İhtiyarlığın alâmeti olan beyaz kıllar saçıma düştüğü bir zamanda, gençliğin derin uykusunu daha ziyade kalınlaştıran Harb-i Umumî’nin dağdağaları ve esaretimin keşmekeşlikleri ve sonra İstanbul’a geldiğim vakit, ehemmiyetli bir şan ve şeref vaziyeti, hatta Halifeden, Şeyhülislâmdan, Başkumandandan tut, tâ medrese talebelerine kadar, haddimden çok ziyade bir hüsn-ü teveccüh ve iltifat gösterdikleri cihetle, gençlik sarhoşluğu ve o vaziyetin verdiği hâlet-i ruhiye, o uykuyu o derece kalınlaştırmıştı ki, âdeta dünyayı daimî, kendimi de lâyemutâne dünyaya yapışmış bir vaziyet-i acîbede görüyordum.
İşte o zamanda, İstanbul’un Bayezid Cami-i mübareğine, Ramazan-ı Şerif’te ihlâslı hafızları dinlemeye gittim. Kur’ân-ı Mu’cizü’l-Beyan, semavî yüksek hitabıyla beşerin fenâsını ve zîhayatın vefatını haber veren gayet kuvvetli bir surette “Küllü nefsin zâikatü’l-mevt.” [Her nefis ölümü tadıcıdır. (Âl-i İmran Suresi: 185)] fermanını, hafızların lisanıyla ilân etti. Kulağıma girip, tâ kalbimin içine yerleşip, o pek kalın gaflet ve uyku ve sarhoşluk tabakalarını parça parça etti. Camiden çıktım. Daha çoktan beri başımda yerleşen o eski uykunun sersemliğiyle birkaç gün başımda bir fırtına, dumanlı bir ateş ve pusulasını şaşırmış gemi gibi kendimi gördüm. Âyinede saçıma baktıkça, beyaz kıllar bana diyorlar: “Dikkat et!”

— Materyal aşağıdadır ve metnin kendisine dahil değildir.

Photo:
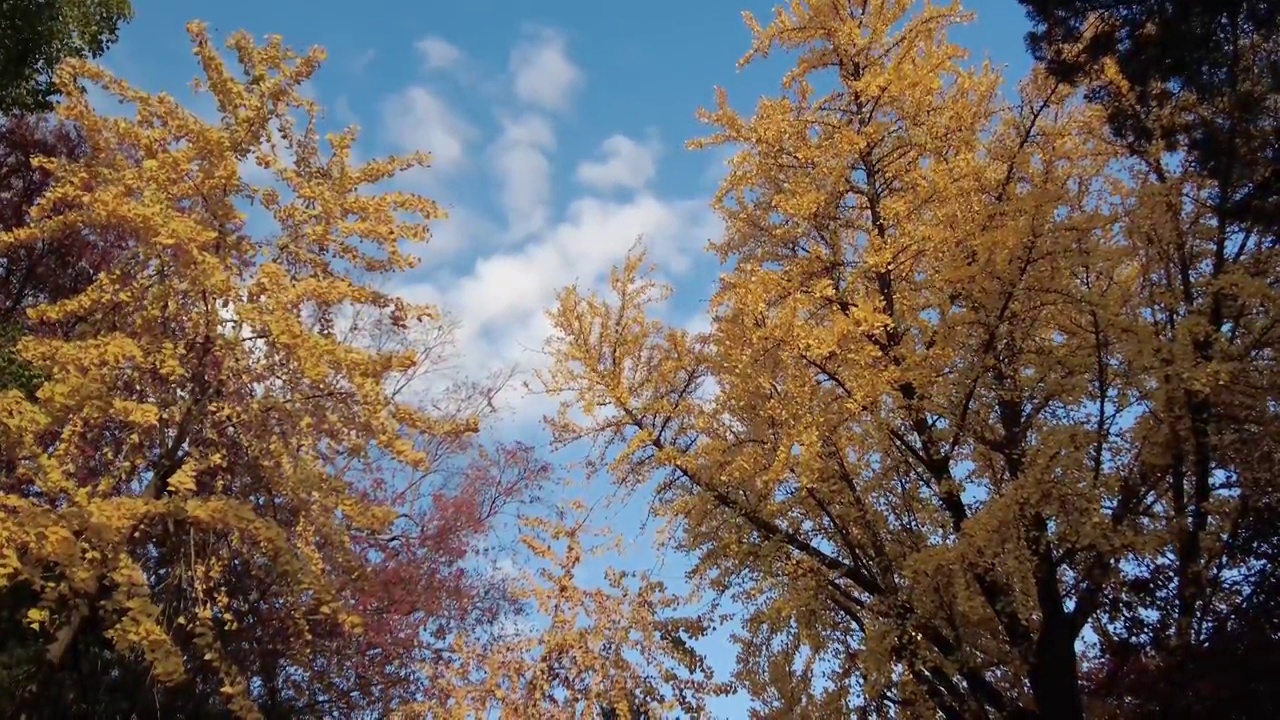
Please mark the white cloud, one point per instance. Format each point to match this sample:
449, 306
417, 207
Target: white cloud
519, 158
362, 60
438, 53
542, 73
501, 302
419, 119
624, 163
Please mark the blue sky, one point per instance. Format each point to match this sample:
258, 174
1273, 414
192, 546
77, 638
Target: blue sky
557, 127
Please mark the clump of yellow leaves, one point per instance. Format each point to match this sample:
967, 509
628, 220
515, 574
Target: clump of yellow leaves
195, 414
621, 646
972, 368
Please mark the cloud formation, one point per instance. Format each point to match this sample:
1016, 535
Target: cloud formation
417, 119
542, 73
622, 163
437, 53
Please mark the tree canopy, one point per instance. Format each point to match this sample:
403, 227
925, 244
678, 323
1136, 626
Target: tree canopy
36, 35
986, 399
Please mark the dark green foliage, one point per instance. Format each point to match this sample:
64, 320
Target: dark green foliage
1205, 76
36, 35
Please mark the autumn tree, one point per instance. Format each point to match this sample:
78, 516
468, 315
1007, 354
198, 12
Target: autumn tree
1184, 74
56, 268
620, 648
36, 35
987, 396
219, 481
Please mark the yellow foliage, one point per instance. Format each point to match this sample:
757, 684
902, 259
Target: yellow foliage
972, 368
583, 648
192, 406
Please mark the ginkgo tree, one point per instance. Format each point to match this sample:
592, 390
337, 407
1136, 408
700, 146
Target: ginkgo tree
984, 399
208, 477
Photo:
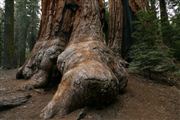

İşte o beyaz kılların ihtarıyla vaziyet tavazzuh etti. Baktım ki, çok güvendiğim ve ezvakına meftun olduğum gençlik elveda diyor. Ve muhabbetiyle pek çok alâkadar olduğum hayat-ı dünyeviye sönmeye başlıyor ve pek çok alâkadar ve âdeta âşık olduğum dünya bana uğurlar olsun deyip, misafirhaneden gideceğimi ihtar ediyor. Kendisi de Allah’a ısmarladık deyip, o da gitmeye hazırlanıyor. Kur’ân-ı Mu’cizü’l-Beyan “Küllü nefsin zâikatü’l-mevt.” ayetinin külliyetinde, “Nev-i insanî bir nefistir; dirilmek üzere ölecek. Ve küre-i arz dahi bir nefistir; bâkî bir surete girmek için o da ölecek. Dünya dahi bir nefistir; ahiret suretine girmek için o da ölecek” manası, ayetin işaretinden kalbe açılıyordu.
Lem’alar, 26. Lem’a, s. 358
LUGATÇE:
ezvak: zevkler, hazlar.
Kur’ân-ı Mu’cizü’l-Beyan: açıklaması ve ifadesiyle insanları benzerini getirmekten aciz bırakan Kur’ân.
külliyet: bütünlük, umumiyet.
küre-i arz: dünya, yer küre.
lâyemutâne: ölmeyecekmişçesine.
tavazzuh etmek: açıklığa kavuşmak.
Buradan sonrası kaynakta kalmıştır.